Very pleased recently to turn up Stevie Davies’ website and find that I am not in fact the only person who appreciates her. Which would be a great shame; she is a writer of wide repertoire, uncomfortable integrity and elegant knotty prose. If there is theme that she revisits, it is militarization (particularly of women’s lives) and brutality, from her first novel Boy Blue, through Arms and the Girl to her latest The Element of Water, in which the children of former Nazis meet and watch the old racial cruelties replayed on the intimate stage of a girl’s school in 1958.
Then there is her gently satirical look at Bronte fandom (she is herself a Bronte scholar, author of Emily Bronte: Heretic) in Four Dreamers and Emily, her – again uncompromising – story of a death in Closing the Book, her study of a ‘good woman’ in The Web of Belonging, and Impassioned Clay in which an inoclastic woman explores and imagines the life and death of a seventeenth century woman found with her head encased in a scold’s bridle. The last ties in with her interest in that torn and rowdy century, about which she wrote in Impassioned
Spirits: Women of the English Revolution: 1640-1660.

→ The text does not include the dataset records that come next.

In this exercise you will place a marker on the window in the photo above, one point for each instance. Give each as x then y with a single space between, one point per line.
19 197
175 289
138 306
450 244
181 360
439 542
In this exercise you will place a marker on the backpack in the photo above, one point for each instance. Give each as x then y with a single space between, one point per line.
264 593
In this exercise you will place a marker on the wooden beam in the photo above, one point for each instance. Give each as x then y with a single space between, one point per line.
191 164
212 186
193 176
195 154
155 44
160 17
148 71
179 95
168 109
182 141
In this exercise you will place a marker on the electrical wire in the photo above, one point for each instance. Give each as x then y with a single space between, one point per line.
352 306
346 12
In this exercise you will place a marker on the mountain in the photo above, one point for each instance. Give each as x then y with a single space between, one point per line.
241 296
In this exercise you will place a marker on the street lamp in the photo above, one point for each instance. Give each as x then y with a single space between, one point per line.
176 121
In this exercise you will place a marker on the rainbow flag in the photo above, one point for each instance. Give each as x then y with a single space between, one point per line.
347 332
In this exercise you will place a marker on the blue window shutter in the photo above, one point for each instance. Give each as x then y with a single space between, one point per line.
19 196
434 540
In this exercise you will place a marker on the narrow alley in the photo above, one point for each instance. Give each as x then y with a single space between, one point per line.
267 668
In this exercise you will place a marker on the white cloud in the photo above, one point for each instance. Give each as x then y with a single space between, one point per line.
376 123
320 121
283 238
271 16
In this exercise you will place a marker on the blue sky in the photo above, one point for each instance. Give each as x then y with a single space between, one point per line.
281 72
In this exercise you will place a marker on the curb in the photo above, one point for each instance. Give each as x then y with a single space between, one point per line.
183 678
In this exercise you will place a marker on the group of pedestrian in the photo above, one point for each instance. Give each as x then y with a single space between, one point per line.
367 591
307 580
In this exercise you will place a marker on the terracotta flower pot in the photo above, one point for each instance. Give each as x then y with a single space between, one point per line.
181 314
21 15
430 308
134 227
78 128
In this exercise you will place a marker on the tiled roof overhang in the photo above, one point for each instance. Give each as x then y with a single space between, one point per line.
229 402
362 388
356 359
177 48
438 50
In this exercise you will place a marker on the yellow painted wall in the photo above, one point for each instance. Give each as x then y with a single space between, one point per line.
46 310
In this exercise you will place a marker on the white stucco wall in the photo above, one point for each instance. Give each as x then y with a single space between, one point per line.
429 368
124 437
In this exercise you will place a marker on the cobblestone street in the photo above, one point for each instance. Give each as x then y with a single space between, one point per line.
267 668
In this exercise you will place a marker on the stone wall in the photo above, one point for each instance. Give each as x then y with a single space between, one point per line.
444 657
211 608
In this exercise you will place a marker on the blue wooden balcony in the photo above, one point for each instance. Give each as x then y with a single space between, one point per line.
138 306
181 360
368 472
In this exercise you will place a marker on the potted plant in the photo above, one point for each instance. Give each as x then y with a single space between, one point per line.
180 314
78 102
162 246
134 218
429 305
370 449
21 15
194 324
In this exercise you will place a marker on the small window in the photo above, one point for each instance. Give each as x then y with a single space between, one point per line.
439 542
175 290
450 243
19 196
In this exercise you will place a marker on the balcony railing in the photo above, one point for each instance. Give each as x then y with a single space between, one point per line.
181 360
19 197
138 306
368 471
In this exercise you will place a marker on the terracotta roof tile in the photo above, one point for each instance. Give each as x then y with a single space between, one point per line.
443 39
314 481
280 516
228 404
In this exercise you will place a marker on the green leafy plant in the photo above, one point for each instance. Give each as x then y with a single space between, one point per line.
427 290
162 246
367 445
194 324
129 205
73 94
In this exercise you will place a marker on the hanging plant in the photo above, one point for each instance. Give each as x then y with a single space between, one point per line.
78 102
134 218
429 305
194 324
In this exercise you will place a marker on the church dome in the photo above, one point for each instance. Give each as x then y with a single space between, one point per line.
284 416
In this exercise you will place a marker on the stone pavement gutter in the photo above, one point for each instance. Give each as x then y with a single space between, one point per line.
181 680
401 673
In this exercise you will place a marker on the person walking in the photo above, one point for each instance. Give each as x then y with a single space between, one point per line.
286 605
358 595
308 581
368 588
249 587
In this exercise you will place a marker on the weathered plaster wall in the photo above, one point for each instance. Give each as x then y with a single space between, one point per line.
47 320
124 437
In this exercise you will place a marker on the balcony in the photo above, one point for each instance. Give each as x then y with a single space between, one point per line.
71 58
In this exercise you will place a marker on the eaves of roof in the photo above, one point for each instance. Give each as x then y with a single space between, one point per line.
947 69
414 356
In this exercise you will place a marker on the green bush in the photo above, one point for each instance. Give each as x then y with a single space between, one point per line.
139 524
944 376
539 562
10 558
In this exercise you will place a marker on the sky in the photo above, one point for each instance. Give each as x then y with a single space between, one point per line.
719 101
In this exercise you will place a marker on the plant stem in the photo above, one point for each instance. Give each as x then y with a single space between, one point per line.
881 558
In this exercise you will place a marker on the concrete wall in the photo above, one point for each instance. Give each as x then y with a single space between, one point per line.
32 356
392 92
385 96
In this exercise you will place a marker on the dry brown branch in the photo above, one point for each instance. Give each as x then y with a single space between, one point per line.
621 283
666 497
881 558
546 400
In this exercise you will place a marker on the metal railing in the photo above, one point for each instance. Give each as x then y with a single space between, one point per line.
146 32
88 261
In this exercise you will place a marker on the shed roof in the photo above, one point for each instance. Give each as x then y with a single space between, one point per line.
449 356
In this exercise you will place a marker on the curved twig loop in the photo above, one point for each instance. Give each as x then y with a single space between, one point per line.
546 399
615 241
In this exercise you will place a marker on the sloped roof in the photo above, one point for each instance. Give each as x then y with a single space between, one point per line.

Why she is a must-read: that elegant knotty prose, the versatility, the scholarship, the uncompromisingness – Arms and the Girl is heartbreaking, a brutal tragedy of child who is a scapegoat and a child who is a victim; its final scenes are painful to read. After what January and Prue have suffered, there is no healing – the exquisite descriptions, the feminism, the occasional playfulness, the sense of life as (to quote the last sentences of Four Dreamers): “And then again the sunlight./ And the shadow again.”